Tuesday, July 3, 2007

U.S. SETS RECORD IN THE IMPRISONMENT OF BLACKS

According to a recent report released by the Justice Department, the number of incarcerated Americans reached an all-time record last year.
Local, state and federal officials jailed an additional 62,000 people as of June 2006 sending the prison population to 2.24 million people.

The Bureau of Justice Statistics' (BJS) annual report says the 2.8 percent increase in incarcerations was the largest increase in six years.

Black men continue to be imprisoned at record pace.

Blacks and Hispanics are the primary people being jailed. Currently, Black men, who are roughly 6 and a-half percent of the nation's total population, represented 37 percent of those behind bars.

African American males have an incarceration arte of 4.8 percent compared to 1.9 percent for Hispanics and 0.7 percent for whites. Amazingly, 11 percent of all Black males between 25 and 34 are in prison.

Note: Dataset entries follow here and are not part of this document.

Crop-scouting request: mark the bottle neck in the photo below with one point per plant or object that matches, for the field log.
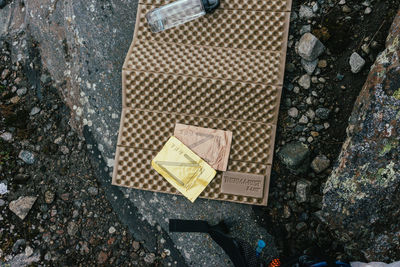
(210, 5)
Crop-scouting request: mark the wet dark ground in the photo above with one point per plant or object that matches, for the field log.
(342, 33)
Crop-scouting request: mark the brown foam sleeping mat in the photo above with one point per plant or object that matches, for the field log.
(222, 71)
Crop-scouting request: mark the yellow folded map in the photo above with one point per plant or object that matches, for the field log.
(182, 168)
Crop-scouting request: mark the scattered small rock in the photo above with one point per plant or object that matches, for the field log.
(305, 81)
(356, 62)
(301, 226)
(22, 206)
(64, 150)
(49, 196)
(21, 178)
(346, 9)
(322, 113)
(320, 163)
(102, 257)
(93, 191)
(322, 64)
(305, 29)
(311, 114)
(302, 190)
(286, 212)
(5, 73)
(295, 156)
(2, 3)
(136, 245)
(303, 119)
(310, 47)
(72, 228)
(309, 66)
(15, 99)
(22, 91)
(27, 156)
(19, 243)
(293, 112)
(28, 251)
(58, 140)
(34, 111)
(306, 12)
(150, 258)
(365, 48)
(47, 256)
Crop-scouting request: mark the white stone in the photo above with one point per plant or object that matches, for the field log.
(3, 189)
(310, 47)
(112, 230)
(34, 111)
(22, 206)
(306, 12)
(6, 136)
(356, 62)
(305, 81)
(293, 112)
(303, 119)
(309, 66)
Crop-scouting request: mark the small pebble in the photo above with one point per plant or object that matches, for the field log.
(6, 136)
(22, 91)
(303, 119)
(305, 81)
(368, 10)
(93, 191)
(27, 156)
(15, 99)
(346, 9)
(293, 112)
(34, 111)
(2, 4)
(28, 251)
(112, 230)
(322, 63)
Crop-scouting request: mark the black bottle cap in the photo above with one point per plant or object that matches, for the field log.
(210, 5)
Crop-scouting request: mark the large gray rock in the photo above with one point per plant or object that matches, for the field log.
(296, 157)
(83, 45)
(361, 197)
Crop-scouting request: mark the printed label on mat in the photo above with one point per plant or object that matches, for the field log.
(211, 145)
(243, 184)
(182, 168)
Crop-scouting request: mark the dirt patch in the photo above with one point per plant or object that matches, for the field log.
(71, 223)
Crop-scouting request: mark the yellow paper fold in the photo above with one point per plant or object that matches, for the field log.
(182, 168)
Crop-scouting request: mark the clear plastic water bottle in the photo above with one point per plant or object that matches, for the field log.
(179, 12)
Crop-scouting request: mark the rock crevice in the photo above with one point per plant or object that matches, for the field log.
(361, 197)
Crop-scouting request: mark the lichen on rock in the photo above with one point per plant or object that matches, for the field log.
(361, 197)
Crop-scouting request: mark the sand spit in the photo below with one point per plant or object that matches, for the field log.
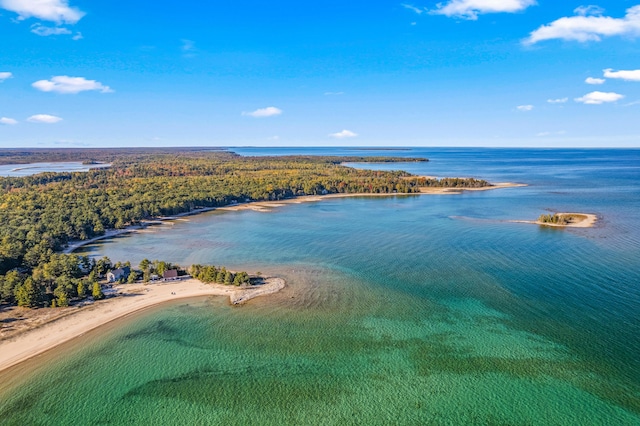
(129, 298)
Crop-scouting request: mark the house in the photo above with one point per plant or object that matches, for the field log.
(170, 275)
(118, 274)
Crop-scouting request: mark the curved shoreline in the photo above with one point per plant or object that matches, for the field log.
(263, 206)
(131, 298)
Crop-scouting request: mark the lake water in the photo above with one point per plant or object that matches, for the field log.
(18, 170)
(399, 310)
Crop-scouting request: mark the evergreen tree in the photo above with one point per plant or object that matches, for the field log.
(97, 291)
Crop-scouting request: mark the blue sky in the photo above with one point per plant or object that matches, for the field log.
(521, 73)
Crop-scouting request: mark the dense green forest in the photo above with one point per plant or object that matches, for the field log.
(40, 214)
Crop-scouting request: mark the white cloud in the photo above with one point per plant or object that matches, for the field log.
(628, 75)
(470, 9)
(589, 10)
(44, 118)
(264, 112)
(8, 121)
(46, 10)
(524, 108)
(65, 84)
(188, 45)
(597, 98)
(588, 27)
(413, 8)
(41, 30)
(592, 80)
(544, 134)
(344, 134)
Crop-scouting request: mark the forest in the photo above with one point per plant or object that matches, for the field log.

The primary culprits are the so-called war on drugs and tougher (some critics argue extreme) sentencing laws. The U.S. has more of its citizens in prison than any other nation in the world.

Communist-led China, for example, has a population nearly four times larger than that of the U.S. but has fewer people in prison. Some critics, such as the Drug War Chronicle - from Drug War Chronicle, Issue #492, 6/29/07 - are now blaming a "prison-industrial complex" which benefits and profits from the growing incarcerations.